Clint Eastwood's Flags of our Fathers (2006) is conventional in form but innovative in its treatment of its subject. This may be one reason why conservative critics criticized the film. The title refers both to the flags that were raised on Mount Suribachi on Iwo Jima during the United States invasion of the island in World War II, and to the confusion surrounding the identity of the soldiers who did and did not raise the flags. The "fathers" are our own fathers, those fathers who fought in the war and who raised the flags—the fathers who made our modern lives possible, and to whom we owe enormous gratitude. The film is told from the present time viewpoint of a son whose father, one of the flag raisers, is dying. The son wants to know more about his father's involvement in the flag raising, so he investigates and talks to others who took part. This frame is an awkward contrivance (we saw something similar in the less ambitious Saving Private Ryan) but it works well enough. In fact, the frame is the result of the 2000 book Flags of Our Fathers by New York Times journalist James Bradley, about the men involved in the flag raising. One of those men was Bradley's father John. A character based on Bradley's father appears in the film.
The film deconstructs the story of an iconic image, the famous photograph of the raising of the flag on Iwo Jima. The first flag was raised on the fifth day of the thirty-five day battle for the island. U. S. forces had captured Mount Suribachi, and a flag raising was a natural conclusion to the event. When commanding officers and publicity men recognize the potential value of the image of the flag raising, they conduct a second flag raising, using some of the men who raised the first flag but using others as well (some of the original flag raisers were elsewhere or had already died in battle). Many pictures are taken of the second raising, including the photograph that made the event famous. The film shows how the U. S. war office exploits the famous photograph by sending several of the men involved in the flag raisings on a publicity tour to bolster national resolve and inspire patriotism.

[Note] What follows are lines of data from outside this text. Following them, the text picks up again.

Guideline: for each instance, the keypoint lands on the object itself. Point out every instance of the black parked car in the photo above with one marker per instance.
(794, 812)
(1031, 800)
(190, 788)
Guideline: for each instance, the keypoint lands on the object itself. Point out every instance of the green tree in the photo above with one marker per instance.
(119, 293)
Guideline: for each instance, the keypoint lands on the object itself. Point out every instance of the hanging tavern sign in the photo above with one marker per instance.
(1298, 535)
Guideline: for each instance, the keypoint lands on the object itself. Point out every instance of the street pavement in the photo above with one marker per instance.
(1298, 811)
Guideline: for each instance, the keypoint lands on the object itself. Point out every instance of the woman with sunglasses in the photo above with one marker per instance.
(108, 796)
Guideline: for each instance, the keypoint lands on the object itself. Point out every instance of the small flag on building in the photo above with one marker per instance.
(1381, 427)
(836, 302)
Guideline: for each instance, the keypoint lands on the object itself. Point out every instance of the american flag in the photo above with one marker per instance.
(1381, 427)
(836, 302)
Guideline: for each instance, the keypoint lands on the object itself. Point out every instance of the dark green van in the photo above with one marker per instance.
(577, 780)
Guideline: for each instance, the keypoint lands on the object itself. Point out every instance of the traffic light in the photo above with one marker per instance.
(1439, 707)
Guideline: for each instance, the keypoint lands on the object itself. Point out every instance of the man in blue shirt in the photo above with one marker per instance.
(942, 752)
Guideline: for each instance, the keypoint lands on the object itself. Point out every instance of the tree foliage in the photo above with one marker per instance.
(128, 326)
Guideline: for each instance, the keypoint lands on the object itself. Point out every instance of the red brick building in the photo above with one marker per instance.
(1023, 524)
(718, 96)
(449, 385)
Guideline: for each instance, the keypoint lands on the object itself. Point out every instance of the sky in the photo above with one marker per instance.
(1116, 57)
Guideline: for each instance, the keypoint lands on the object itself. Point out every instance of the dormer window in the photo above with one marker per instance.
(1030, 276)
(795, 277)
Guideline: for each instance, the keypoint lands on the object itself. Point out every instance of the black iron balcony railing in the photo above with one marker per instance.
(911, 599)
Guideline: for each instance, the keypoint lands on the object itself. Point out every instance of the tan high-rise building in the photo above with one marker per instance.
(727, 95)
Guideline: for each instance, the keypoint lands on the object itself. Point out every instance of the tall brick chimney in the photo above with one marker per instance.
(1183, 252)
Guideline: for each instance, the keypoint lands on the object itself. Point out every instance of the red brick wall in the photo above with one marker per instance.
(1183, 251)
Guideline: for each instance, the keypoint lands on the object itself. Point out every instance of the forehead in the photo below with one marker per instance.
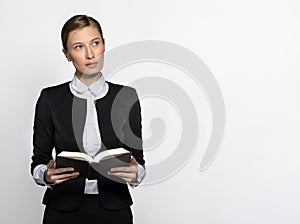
(84, 34)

Perhaps the most provocative aspect of the film is its portrayal of how the men involved in the flag raising were pawns in the political games of politicians and commanding officers. The most recognizable of these flag raisers was the Native American soldier Ira Hayes. Ill suited for publicity tours, he suffered from battle fatigue and depression, and the film suggests that he drank in order to be able to tolerate the public attention. In fact, the film suggests that organizers of the tour events supplied him with alcohol so that he would participate. Hayes became a severe alcoholic and ultimately died of the disease.
The film shows that after the war the men involved in the Suribachi flag raisings were abandoned and forgotten. They had played their roles and served their purpose. Thus what was initially presented as an act of heroic and natural patriotism, the raising of the flag over Suribachi, was in fact at least a partial fraud and deception, a staged event perpetrated by men who conduct wars without regard for the individual lives that wars destroy.
The flags of the film's title were in fact symbols of the exploitation that at least some of our fathers suffered at the hands of those who conducted the war.